[comp.sys.sun] Help needed: clearing the 68020 cache.

agesen@daimi.dk (Ole Agesen) (07/06/89)

Help needed....

The MC68020 incorporates an on-chip cache memory. The cache is used to
store the instruction stream prefetch accesses from the main memory.  I'm
currently implementing a kind of incremental linking implying the need to
write self-modifying code. Therefore, I have to clear the cache upon a
modification of the code. According to the MC68020 User's Manual the cache
is cleared by issuing a MOVEC instruction (move control register).
However, this is a privileged instruction (requiring supervisor state).

Can anyone tell me how to clear the cache?
  Can I get supervisor privileges for a user process?
  Is there a kernel operation clearing the cache?
  Can I easily create a modified kernel with the desired operation?
  Other (more) realistic possibilities?

(We are using Unix 4.0 on sun 3/50).


Thanks in advance!

Ole Agesen

mlord@watmath.waterloo.edu (Mark Lord) (07/21/89)

In article <83@brazos.Rice.edu> agesen@daimi.dk (Ole Agesen) writes:
>X-Sun-Spots-Digest: Volume 8, Issue 68, message 8 of 22
>store the instruction stream prefetch accesses from the main memory.  I'm
>currently implementing a kind of incremental linking implying the need to
>write self-modifying code. Therefore, I have to clear the cache upon a
>modification of the code.
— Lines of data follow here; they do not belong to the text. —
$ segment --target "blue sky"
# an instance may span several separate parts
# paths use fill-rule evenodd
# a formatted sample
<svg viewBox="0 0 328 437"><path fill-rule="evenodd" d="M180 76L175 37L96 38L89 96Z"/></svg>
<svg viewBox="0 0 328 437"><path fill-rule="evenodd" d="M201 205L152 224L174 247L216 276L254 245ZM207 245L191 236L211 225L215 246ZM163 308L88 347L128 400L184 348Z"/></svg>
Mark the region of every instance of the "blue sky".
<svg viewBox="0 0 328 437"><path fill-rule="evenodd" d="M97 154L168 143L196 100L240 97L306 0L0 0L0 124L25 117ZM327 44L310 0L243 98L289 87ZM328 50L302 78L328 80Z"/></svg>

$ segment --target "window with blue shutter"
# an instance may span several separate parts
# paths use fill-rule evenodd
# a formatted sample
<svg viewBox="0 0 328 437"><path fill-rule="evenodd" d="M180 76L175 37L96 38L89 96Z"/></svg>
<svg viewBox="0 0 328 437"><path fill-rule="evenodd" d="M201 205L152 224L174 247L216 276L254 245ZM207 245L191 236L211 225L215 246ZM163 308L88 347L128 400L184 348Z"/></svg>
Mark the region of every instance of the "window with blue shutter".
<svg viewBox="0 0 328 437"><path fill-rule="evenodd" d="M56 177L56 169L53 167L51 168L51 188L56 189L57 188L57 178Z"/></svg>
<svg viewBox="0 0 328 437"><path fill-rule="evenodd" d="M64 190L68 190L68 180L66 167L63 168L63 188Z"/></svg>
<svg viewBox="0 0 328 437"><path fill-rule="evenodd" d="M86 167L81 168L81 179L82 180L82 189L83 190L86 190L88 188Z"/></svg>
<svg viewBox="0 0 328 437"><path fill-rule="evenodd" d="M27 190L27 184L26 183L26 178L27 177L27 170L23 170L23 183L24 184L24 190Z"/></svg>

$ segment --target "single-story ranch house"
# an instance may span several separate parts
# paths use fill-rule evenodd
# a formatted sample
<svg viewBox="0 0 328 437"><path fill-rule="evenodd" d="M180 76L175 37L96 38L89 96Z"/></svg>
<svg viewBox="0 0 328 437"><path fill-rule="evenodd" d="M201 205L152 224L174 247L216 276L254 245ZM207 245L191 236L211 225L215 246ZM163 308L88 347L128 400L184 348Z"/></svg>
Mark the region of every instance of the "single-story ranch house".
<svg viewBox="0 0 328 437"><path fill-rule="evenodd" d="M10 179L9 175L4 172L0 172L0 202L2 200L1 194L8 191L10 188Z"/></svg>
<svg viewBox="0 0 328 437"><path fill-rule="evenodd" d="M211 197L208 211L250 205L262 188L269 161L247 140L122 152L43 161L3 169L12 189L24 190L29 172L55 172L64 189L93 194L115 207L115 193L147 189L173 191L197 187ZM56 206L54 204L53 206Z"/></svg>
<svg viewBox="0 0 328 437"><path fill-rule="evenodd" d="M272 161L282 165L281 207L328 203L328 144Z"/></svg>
According to the MC68020 User's Manual the cache
>...
>Can anyone tell me how to clear the cache?

Easy, if you don't care about real time.  Just execute 128 sequential NOP
instructions (no looping!).  This will cause the entire cache contents  to
be overwritten with the NOPs, effectively flushing the on-chip cache.
This is probably faster than doing the appropriate system/kernel call
(assuming there IS an appropriate system/kernel call).  

-Mark

mojo@uunet.uu.net (Joseph Moran) (07/27/89)

In article <83@brazos.Rice.edu> agesen@daimi.dk (Ole Agesen) writes:
>Can anyone tell me how to clear the cache?
>  Can I get supervisor privileges for a user process?

I hope not. :-)

>  Is there a kernel operation clearing the cache?
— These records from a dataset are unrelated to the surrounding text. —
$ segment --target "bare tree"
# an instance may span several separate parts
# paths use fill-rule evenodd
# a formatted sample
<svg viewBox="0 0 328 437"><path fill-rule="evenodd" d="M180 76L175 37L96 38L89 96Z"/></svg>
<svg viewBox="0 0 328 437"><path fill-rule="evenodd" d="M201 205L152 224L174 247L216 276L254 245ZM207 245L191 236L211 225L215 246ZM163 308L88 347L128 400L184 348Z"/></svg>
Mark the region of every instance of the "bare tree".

In SunOS, you can execute a "trap #2".  This undocumented interface was
used by the old pixrect code that used to build and execute subroutines on
the stack.

On an 020, doing a trap #2 will execute:

	movl #9,d0	# clear and renable instruction cache
	movc d0,cacr
	rte

On an 030, doing a trap #2 will execute:

	movl #3919,d0	# clear and renable instruction and data caches
	movc d0,cacr
	rte

This is exactly what you need.

Joseph Moran
Legato Systems, Inc.
260 Sheridan Avenue
Palo Alto, CA  94306
(415) 329-7886
mojo@Legato.COM or {sun,uunet}!legato!mojo

khaw@parcplace.com (Mike Khaw) (08/16/89)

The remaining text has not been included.